People worry about me when I travel. I worry too, but not about normal things like getting robbed. That can happen anywhere and did actually happen to me in my quiet suburban town when burglars broke into my house and ransacked it, looking for who knows what.
I worry about odd things. In Paris, I obsess about keys. I was embarrassed to admit this until I recently read David Lebovitz's blog and learned that being neurotic about keys is a thing in Paris. If you don't know David Lebovitz, he was a pastry chef at the original US farm to table restaurant, Chez Panisse. (Other countries have always been farm to table, but that's another essay.) Leibovitz is now a cookbook author who lives in Paris and has a food blog.

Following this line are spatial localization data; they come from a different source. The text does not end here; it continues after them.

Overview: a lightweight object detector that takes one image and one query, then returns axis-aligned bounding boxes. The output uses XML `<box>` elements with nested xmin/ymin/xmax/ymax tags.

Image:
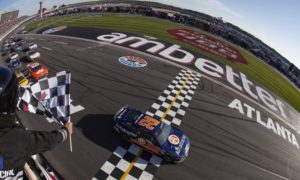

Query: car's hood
<box><xmin>161</xmin><ymin>127</ymin><xmax>190</xmax><ymax>158</ymax></box>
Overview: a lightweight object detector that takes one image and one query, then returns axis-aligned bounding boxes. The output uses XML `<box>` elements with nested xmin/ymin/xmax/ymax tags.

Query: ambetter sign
<box><xmin>168</xmin><ymin>29</ymin><xmax>247</xmax><ymax>64</ymax></box>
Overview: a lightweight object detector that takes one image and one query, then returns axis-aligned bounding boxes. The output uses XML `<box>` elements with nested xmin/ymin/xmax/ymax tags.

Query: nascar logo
<box><xmin>118</xmin><ymin>56</ymin><xmax>147</xmax><ymax>68</ymax></box>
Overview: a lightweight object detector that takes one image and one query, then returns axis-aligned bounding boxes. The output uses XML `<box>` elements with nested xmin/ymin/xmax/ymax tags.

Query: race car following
<box><xmin>26</xmin><ymin>62</ymin><xmax>48</xmax><ymax>80</ymax></box>
<box><xmin>16</xmin><ymin>72</ymin><xmax>29</xmax><ymax>87</ymax></box>
<box><xmin>9</xmin><ymin>58</ymin><xmax>22</xmax><ymax>70</ymax></box>
<box><xmin>26</xmin><ymin>50</ymin><xmax>41</xmax><ymax>61</ymax></box>
<box><xmin>11</xmin><ymin>44</ymin><xmax>22</xmax><ymax>52</ymax></box>
<box><xmin>26</xmin><ymin>43</ymin><xmax>38</xmax><ymax>51</ymax></box>
<box><xmin>9</xmin><ymin>52</ymin><xmax>19</xmax><ymax>59</ymax></box>
<box><xmin>113</xmin><ymin>106</ymin><xmax>190</xmax><ymax>163</ymax></box>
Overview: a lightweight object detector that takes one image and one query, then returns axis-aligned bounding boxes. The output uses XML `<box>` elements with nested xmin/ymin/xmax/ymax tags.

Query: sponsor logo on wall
<box><xmin>42</xmin><ymin>26</ymin><xmax>67</xmax><ymax>35</ymax></box>
<box><xmin>118</xmin><ymin>56</ymin><xmax>147</xmax><ymax>68</ymax></box>
<box><xmin>168</xmin><ymin>28</ymin><xmax>247</xmax><ymax>64</ymax></box>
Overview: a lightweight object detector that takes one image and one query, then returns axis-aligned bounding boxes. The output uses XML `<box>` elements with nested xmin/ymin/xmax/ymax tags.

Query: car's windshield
<box><xmin>28</xmin><ymin>51</ymin><xmax>35</xmax><ymax>55</ymax></box>
<box><xmin>31</xmin><ymin>64</ymin><xmax>42</xmax><ymax>72</ymax></box>
<box><xmin>127</xmin><ymin>111</ymin><xmax>141</xmax><ymax>121</ymax></box>
<box><xmin>155</xmin><ymin>122</ymin><xmax>171</xmax><ymax>145</ymax></box>
<box><xmin>17</xmin><ymin>76</ymin><xmax>24</xmax><ymax>82</ymax></box>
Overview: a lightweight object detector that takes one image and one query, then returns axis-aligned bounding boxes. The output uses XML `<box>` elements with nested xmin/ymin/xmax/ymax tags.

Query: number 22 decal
<box><xmin>138</xmin><ymin>116</ymin><xmax>160</xmax><ymax>130</ymax></box>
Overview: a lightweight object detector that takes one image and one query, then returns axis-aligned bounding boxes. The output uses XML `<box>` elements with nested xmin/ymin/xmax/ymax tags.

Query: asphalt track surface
<box><xmin>13</xmin><ymin>34</ymin><xmax>300</xmax><ymax>180</ymax></box>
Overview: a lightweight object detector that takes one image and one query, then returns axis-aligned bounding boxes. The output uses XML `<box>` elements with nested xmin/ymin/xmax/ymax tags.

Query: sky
<box><xmin>1</xmin><ymin>0</ymin><xmax>299</xmax><ymax>69</ymax></box>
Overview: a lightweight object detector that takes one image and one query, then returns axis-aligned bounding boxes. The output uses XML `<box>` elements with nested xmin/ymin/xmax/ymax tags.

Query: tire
<box><xmin>120</xmin><ymin>132</ymin><xmax>130</xmax><ymax>141</ymax></box>
<box><xmin>163</xmin><ymin>155</ymin><xmax>174</xmax><ymax>163</ymax></box>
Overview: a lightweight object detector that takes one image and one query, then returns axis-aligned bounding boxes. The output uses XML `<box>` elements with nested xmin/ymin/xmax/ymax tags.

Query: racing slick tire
<box><xmin>120</xmin><ymin>132</ymin><xmax>131</xmax><ymax>141</ymax></box>
<box><xmin>163</xmin><ymin>154</ymin><xmax>175</xmax><ymax>163</ymax></box>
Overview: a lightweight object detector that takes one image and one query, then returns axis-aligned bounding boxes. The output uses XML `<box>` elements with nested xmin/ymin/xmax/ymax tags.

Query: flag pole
<box><xmin>68</xmin><ymin>71</ymin><xmax>73</xmax><ymax>152</ymax></box>
<box><xmin>69</xmin><ymin>127</ymin><xmax>73</xmax><ymax>152</ymax></box>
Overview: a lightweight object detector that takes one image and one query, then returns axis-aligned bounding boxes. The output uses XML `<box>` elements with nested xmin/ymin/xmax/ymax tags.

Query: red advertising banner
<box><xmin>168</xmin><ymin>29</ymin><xmax>247</xmax><ymax>64</ymax></box>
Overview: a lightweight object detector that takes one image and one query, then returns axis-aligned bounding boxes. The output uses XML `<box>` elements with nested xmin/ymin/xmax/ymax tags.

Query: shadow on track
<box><xmin>76</xmin><ymin>114</ymin><xmax>123</xmax><ymax>152</ymax></box>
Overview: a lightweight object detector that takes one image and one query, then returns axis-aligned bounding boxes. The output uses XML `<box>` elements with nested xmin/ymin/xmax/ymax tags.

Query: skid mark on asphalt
<box><xmin>54</xmin><ymin>41</ymin><xmax>68</xmax><ymax>45</ymax></box>
<box><xmin>92</xmin><ymin>69</ymin><xmax>201</xmax><ymax>180</ymax></box>
<box><xmin>41</xmin><ymin>46</ymin><xmax>52</xmax><ymax>51</ymax></box>
<box><xmin>76</xmin><ymin>44</ymin><xmax>105</xmax><ymax>51</ymax></box>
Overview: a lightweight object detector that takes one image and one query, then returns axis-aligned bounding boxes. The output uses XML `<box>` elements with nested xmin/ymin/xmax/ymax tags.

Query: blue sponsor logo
<box><xmin>118</xmin><ymin>56</ymin><xmax>147</xmax><ymax>68</ymax></box>
<box><xmin>0</xmin><ymin>155</ymin><xmax>3</xmax><ymax>169</ymax></box>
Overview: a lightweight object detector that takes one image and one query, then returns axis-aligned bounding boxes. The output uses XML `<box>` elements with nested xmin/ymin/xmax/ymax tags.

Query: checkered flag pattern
<box><xmin>93</xmin><ymin>69</ymin><xmax>201</xmax><ymax>180</ymax></box>
<box><xmin>93</xmin><ymin>142</ymin><xmax>162</xmax><ymax>180</ymax></box>
<box><xmin>30</xmin><ymin>71</ymin><xmax>71</xmax><ymax>124</ymax></box>
<box><xmin>146</xmin><ymin>69</ymin><xmax>200</xmax><ymax>127</ymax></box>
<box><xmin>17</xmin><ymin>71</ymin><xmax>71</xmax><ymax>124</ymax></box>
<box><xmin>17</xmin><ymin>86</ymin><xmax>45</xmax><ymax>115</ymax></box>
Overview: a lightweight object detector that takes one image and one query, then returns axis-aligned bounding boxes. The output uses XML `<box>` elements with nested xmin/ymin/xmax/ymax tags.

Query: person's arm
<box><xmin>25</xmin><ymin>122</ymin><xmax>72</xmax><ymax>156</ymax></box>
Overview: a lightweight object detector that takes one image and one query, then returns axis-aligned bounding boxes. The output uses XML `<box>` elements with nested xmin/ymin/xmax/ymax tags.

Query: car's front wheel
<box><xmin>163</xmin><ymin>154</ymin><xmax>175</xmax><ymax>163</ymax></box>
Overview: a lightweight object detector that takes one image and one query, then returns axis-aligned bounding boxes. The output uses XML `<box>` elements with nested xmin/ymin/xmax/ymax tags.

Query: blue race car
<box><xmin>113</xmin><ymin>106</ymin><xmax>190</xmax><ymax>163</ymax></box>
<box><xmin>10</xmin><ymin>44</ymin><xmax>22</xmax><ymax>52</ymax></box>
<box><xmin>9</xmin><ymin>58</ymin><xmax>22</xmax><ymax>70</ymax></box>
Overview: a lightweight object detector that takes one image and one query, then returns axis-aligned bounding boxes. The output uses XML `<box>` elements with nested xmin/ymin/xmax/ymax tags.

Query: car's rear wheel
<box><xmin>120</xmin><ymin>132</ymin><xmax>130</xmax><ymax>141</ymax></box>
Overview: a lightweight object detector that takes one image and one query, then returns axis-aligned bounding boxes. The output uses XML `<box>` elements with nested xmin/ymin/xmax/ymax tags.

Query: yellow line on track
<box><xmin>120</xmin><ymin>149</ymin><xmax>143</xmax><ymax>180</ymax></box>
<box><xmin>120</xmin><ymin>71</ymin><xmax>193</xmax><ymax>180</ymax></box>
<box><xmin>160</xmin><ymin>72</ymin><xmax>193</xmax><ymax>121</ymax></box>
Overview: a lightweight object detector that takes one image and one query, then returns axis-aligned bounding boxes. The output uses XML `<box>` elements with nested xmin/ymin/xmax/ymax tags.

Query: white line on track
<box><xmin>39</xmin><ymin>38</ymin><xmax>46</xmax><ymax>41</ymax></box>
<box><xmin>54</xmin><ymin>41</ymin><xmax>68</xmax><ymax>45</ymax></box>
<box><xmin>41</xmin><ymin>46</ymin><xmax>52</xmax><ymax>51</ymax></box>
<box><xmin>242</xmin><ymin>159</ymin><xmax>289</xmax><ymax>180</ymax></box>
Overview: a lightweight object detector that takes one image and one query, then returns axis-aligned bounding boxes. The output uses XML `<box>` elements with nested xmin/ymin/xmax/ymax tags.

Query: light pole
<box><xmin>39</xmin><ymin>1</ymin><xmax>43</xmax><ymax>18</ymax></box>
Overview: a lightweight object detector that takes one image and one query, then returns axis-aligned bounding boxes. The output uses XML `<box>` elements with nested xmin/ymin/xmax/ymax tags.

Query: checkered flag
<box><xmin>30</xmin><ymin>71</ymin><xmax>71</xmax><ymax>124</ymax></box>
<box><xmin>17</xmin><ymin>86</ymin><xmax>46</xmax><ymax>115</ymax></box>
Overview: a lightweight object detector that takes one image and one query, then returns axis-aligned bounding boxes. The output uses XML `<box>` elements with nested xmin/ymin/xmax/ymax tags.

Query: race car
<box><xmin>9</xmin><ymin>58</ymin><xmax>22</xmax><ymax>70</ymax></box>
<box><xmin>16</xmin><ymin>72</ymin><xmax>29</xmax><ymax>87</ymax></box>
<box><xmin>26</xmin><ymin>62</ymin><xmax>48</xmax><ymax>80</ymax></box>
<box><xmin>25</xmin><ymin>50</ymin><xmax>41</xmax><ymax>61</ymax></box>
<box><xmin>26</xmin><ymin>43</ymin><xmax>38</xmax><ymax>50</ymax></box>
<box><xmin>9</xmin><ymin>52</ymin><xmax>19</xmax><ymax>59</ymax></box>
<box><xmin>113</xmin><ymin>106</ymin><xmax>190</xmax><ymax>163</ymax></box>
<box><xmin>10</xmin><ymin>44</ymin><xmax>22</xmax><ymax>52</ymax></box>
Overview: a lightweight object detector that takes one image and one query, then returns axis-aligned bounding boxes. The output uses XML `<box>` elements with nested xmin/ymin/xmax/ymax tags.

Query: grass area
<box><xmin>25</xmin><ymin>14</ymin><xmax>300</xmax><ymax>112</ymax></box>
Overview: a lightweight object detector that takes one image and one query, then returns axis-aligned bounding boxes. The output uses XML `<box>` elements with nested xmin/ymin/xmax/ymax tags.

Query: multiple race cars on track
<box><xmin>26</xmin><ymin>62</ymin><xmax>48</xmax><ymax>80</ymax></box>
<box><xmin>113</xmin><ymin>106</ymin><xmax>190</xmax><ymax>163</ymax></box>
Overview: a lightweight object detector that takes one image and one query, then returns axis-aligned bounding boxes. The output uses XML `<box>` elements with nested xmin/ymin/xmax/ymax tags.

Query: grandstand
<box><xmin>0</xmin><ymin>10</ymin><xmax>19</xmax><ymax>24</ymax></box>
<box><xmin>0</xmin><ymin>16</ymin><xmax>28</xmax><ymax>39</ymax></box>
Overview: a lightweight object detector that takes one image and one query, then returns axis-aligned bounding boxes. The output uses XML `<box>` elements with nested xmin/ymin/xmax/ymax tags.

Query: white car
<box><xmin>10</xmin><ymin>41</ymin><xmax>16</xmax><ymax>46</ymax></box>
<box><xmin>26</xmin><ymin>50</ymin><xmax>41</xmax><ymax>61</ymax></box>
<box><xmin>27</xmin><ymin>43</ymin><xmax>38</xmax><ymax>50</ymax></box>
<box><xmin>9</xmin><ymin>52</ymin><xmax>19</xmax><ymax>59</ymax></box>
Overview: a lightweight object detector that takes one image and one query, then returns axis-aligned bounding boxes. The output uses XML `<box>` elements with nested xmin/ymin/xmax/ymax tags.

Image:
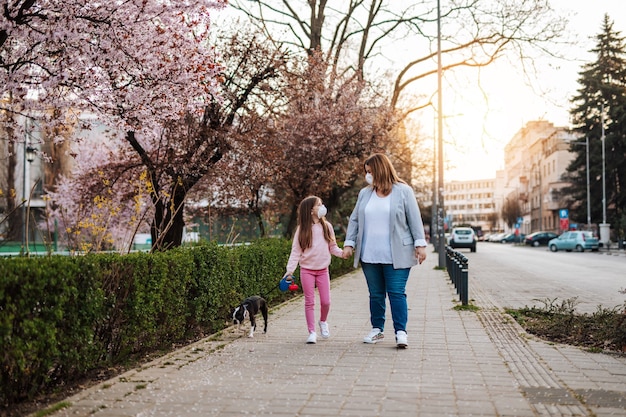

Getting in and out of your apartment in Paris is complicated. There's a lot of security. Seriously. Most buildings in Paris are old, so locks and entries have had to be retrofitted and updated. This usually means a box with a push button system and a code. More recently, an electronic key fob has been added so now you can wave this against your box instead of using the code. It gets worse.
My last apartment had a gate with a code. Once inside the gate you needed to use the code to enter the building. The first entry in most buildings only gets you into the foyer. There's another door with a locking system; either a key, a code, or a buzzer. Finally, there is a key or a code to get you into your apartment. My friend, who lives in a much fancier place than me has an added layer of security. She has to code her elevator. My key, a skeleton key, is as old as the building and sticks. Once inside, you are supposed to place the key on the inside and double lock your door. Although this seems like a risky fire hazard, at least you always know where your key is. Are you still with me?
None of this is easy. I have a terrible memory for numbers and used to carry around my code on a scrap of paper. Last time I was here I blanked and suddenly forgot my code. It was late and there had been a lot of wine involved, it's true, but suddenly I couldn't remember my code and had to fumble around to find my scrap of paper with my code. That was scary.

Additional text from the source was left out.